US 12,293,570 B2
Medical image learning method and medical image processing device
Shumpei Kamon, Tokyo (JP)
Assigned to FUJIFILM Corporation, Tokyo (JP)
Filed by FUJIFILM Corporation, Tokyo (JP)
Filed on Jul. 28, 2022, as Appl. No. 17/815,926.
Claims priority of application No. 2021-124718 (JP), filed on Jul. 29, 2021.

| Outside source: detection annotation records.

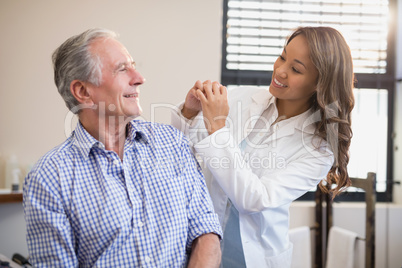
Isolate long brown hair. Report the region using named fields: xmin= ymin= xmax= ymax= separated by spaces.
xmin=287 ymin=27 xmax=354 ymax=198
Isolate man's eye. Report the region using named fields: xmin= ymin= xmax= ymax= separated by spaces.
xmin=292 ymin=67 xmax=301 ymax=74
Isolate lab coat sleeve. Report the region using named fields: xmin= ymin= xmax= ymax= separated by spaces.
xmin=194 ymin=128 xmax=333 ymax=213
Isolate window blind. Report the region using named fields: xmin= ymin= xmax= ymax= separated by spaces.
xmin=224 ymin=0 xmax=389 ymax=74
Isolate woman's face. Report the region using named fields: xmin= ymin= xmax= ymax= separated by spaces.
xmin=269 ymin=35 xmax=318 ymax=106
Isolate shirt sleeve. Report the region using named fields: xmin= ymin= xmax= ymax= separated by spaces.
xmin=23 ymin=156 xmax=78 ymax=267
xmin=182 ymin=134 xmax=222 ymax=250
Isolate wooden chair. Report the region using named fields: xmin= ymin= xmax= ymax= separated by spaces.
xmin=314 ymin=172 xmax=376 ymax=268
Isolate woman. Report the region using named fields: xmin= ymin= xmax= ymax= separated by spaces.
xmin=172 ymin=27 xmax=354 ymax=268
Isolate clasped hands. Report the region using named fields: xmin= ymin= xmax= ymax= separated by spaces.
xmin=181 ymin=80 xmax=229 ymax=135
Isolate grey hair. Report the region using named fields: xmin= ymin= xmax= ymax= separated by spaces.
xmin=52 ymin=28 xmax=118 ymax=114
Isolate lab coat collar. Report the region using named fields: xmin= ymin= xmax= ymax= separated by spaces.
xmin=245 ymin=90 xmax=320 ymax=138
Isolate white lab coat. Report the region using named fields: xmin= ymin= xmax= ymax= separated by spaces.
xmin=172 ymin=87 xmax=334 ymax=268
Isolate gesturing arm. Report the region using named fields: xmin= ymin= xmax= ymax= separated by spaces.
xmin=188 ymin=233 xmax=221 ymax=268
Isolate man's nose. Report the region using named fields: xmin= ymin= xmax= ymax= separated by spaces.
xmin=130 ymin=69 xmax=145 ymax=86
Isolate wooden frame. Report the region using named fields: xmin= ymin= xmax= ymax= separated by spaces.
xmin=314 ymin=172 xmax=377 ymax=268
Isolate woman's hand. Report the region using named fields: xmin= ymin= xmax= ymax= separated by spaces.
xmin=195 ymin=80 xmax=229 ymax=135
xmin=181 ymin=80 xmax=203 ymax=119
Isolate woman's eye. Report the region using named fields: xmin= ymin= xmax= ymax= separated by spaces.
xmin=292 ymin=67 xmax=300 ymax=74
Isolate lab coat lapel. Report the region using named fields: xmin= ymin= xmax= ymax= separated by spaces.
xmin=241 ymin=91 xmax=273 ymax=140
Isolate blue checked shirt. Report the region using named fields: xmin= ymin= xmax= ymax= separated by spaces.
xmin=24 ymin=121 xmax=222 ymax=267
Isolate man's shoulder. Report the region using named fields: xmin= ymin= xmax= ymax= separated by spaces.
xmin=132 ymin=120 xmax=183 ymax=138
xmin=35 ymin=137 xmax=73 ymax=172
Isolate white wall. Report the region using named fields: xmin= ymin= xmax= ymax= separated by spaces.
xmin=290 ymin=202 xmax=402 ymax=268
xmin=393 ymin=0 xmax=402 ymax=204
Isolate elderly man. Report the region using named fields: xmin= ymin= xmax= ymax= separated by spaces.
xmin=24 ymin=29 xmax=222 ymax=267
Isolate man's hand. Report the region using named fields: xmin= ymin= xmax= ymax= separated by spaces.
xmin=181 ymin=80 xmax=203 ymax=119
xmin=196 ymin=80 xmax=229 ymax=134
xmin=187 ymin=233 xmax=222 ymax=268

Prior Publication US 2023/0029934 A1, Feb. 2, 2023
Int. Cl. G06V 10/774 (2022.01); G06T 7/00 (2017.01); G06V 10/25 (2022.01); G06V 10/40 (2022.01); G16H 30/20 (2018.01); G16H 30/40 (2018.01)
CPC G06V 10/774 (2022.01) [G06T 7/0014 (2013.01); G06V 10/25 (2022.01); G06V 10/40 (2022.01); G16H 30/20 (2018.01); G16H 30/40 (2018.01); G06T 2207/10068 (2013.01); G06T 2207/20081 (2013.01); G06T 2207/30096 (2013.01); G06V 2201/03 (2022.01)] 13 Claims
OG exemplary drawing
 
1. A medical image learning method comprising:
generating a first model through first learning using a first learning image group including a normal image which is a medical image having no region of interest;
inputting an input image group to the first model, the input image group including at least a medical image different from the first learning image group, to perform abnormality detection based on a difference from a reference of the first model;
performing sorting of an extracted image from the input image group, the extracted image being used for learning to prevent erroneous recognition of the region of interest, according to a result of the abnormality detection; and
generating a second model through second learning using a second learning image group including at least the extracted image, the second model detecting a medical image having the region of interest from input medical images.